Tabcorp had some good news during the first half of this year, despite its net loss. Tabcorp’s H1 results were not all negative.

This case is about the income tax treatment for payments made to various licenses and authorities. Tabcorp claims it has paid all tax and interest liabilities in dispute.

Tabcorp also received exclusive betting and wagering rights in Victoria in H1 for 20 years. Tabcorp will be paying Victoria over $1.00 billion in the next 20 years.

Tabcorp had some issues with regulation in H1. Tabcorp was fined a record-breaking $1.0m in Victoria for its actions during the major system failure in 2020.

Tabcorp CEO says transformation is “on track”.

Adam Rytenskild, the managing director and chief executive officer of H1, was optimistic about this despite both. Tabcorp is on track with its transformation, he said. The steps that have been taken will help it grow in the future.

Rytenskild stated that “we continue to concentrate on the three main pillars” of its strategy. Rytenskild said, “We continue to focus on the three pillars of our strategy.”

The total market share as well as the digital market share increased compared with the previous half. It is a positive sign that the downward trend has been stopped. As we begin to use the power of our integrated media and wagering network across the country, we are seeing signs of progress.

We have transformed into a digital-first business thanks to recent investments made in AI, new platforms and data.
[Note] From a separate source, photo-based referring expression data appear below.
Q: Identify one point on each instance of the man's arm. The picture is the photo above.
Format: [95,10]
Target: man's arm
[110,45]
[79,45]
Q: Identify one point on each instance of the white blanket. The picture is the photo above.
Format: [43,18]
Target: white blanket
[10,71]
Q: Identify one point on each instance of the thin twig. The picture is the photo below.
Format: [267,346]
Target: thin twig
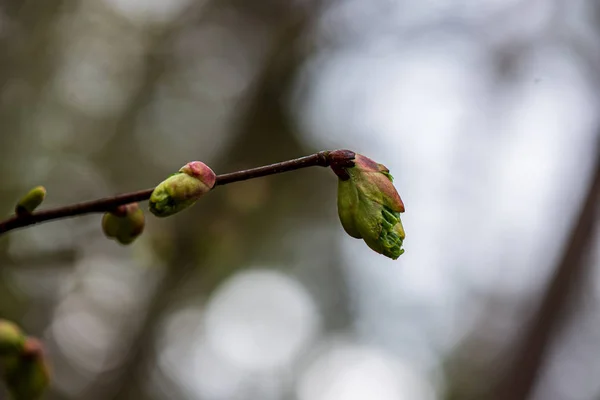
[335,159]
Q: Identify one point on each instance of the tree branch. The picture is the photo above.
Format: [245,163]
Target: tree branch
[335,159]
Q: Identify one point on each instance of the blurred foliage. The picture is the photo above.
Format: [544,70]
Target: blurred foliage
[253,293]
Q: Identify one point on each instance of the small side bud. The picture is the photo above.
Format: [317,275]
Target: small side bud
[28,375]
[31,201]
[182,189]
[124,224]
[12,339]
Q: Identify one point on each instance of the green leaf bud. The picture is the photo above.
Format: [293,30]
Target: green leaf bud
[12,338]
[182,189]
[369,206]
[30,201]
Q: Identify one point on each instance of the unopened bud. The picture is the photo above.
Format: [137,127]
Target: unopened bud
[182,189]
[31,201]
[124,224]
[369,206]
[12,338]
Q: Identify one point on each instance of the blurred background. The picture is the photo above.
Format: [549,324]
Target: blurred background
[486,112]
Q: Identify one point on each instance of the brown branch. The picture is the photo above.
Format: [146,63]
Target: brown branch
[335,159]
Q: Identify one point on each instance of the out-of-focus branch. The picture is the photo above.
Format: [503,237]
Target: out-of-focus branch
[533,346]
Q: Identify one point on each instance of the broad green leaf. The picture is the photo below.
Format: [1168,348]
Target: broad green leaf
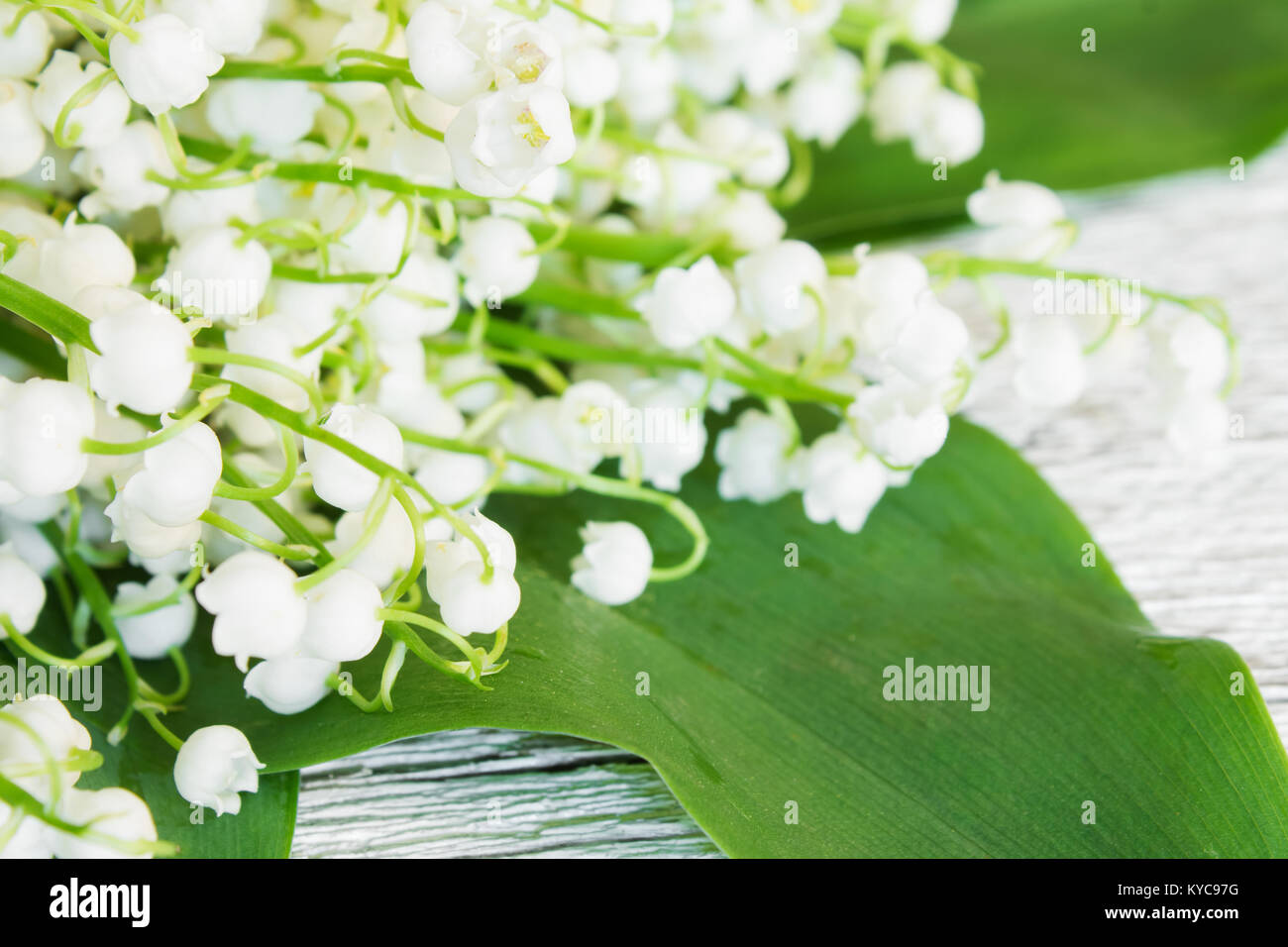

We see an omnichannel business opportunity with the TAB brand, which is embedded in more than 4,000 locations.

Core business segment revenue down

Tabcorp’s revenue declined across its core businesses in H1 according to the company.

The overall betting market declined by 4.2% to reach $1.12bn in wagering revenue. Cash wagering revenue and turnover in retail fell by 3.8%. Digital wagering revenue and turnover both fell 4.0%.

The Media and International segment also saw a decline of 5.4% in revenue. Tabcorp attributed this to the effect of betting market conditions on digital distribution revenue.

In gaming services revenue fell 14.5%, to $93,0m. Tabcorp stated that this reflects the effect of the sale Max Performance Solutions and eBet.

This was partially offset by the introduction of a Tasmanian Monitoring Licence in July 2023. The NSW Max Regulatory Services’ business also saw a CPI-linked increase in prices, and the increased number of electronic gaming machines monitored.

Costs and loss increase in H1

In terms of net operating expenses, H1 saw a 16.5% increase at 354.3m. Tabcorp also reported impairment charges.

The operator did manage to save some money. Taxes and levies were down 5.9% at $723.6m, while amortisation and depreciation expenses dropped 2.9%, to $119.8m. Tabcorp reported an extra $25.2m of financial costs.

After taking all expenditures into consideration, the pre-tax losses were $856.1m compared with a profit of $64.1m in 2022. Tabcorp received $219.3m of tax benefits, but discounted $4.9m on net fair value for cash flow hedges on equity and exchange difference on translation.

It ended the first half of this year with a net loss of $641,7m, compared to a net profit last year ($53,2m). EBITDA also declined by 34.7%, to $131.7m.

Rytenskild stated that the results were solid, given current market conditions. They also show that Rytenskild is well on its way to a significant improvement in performance.

The Australian betting market is in good health. Tabcorp will have a much more powerful position when the market returns to growth.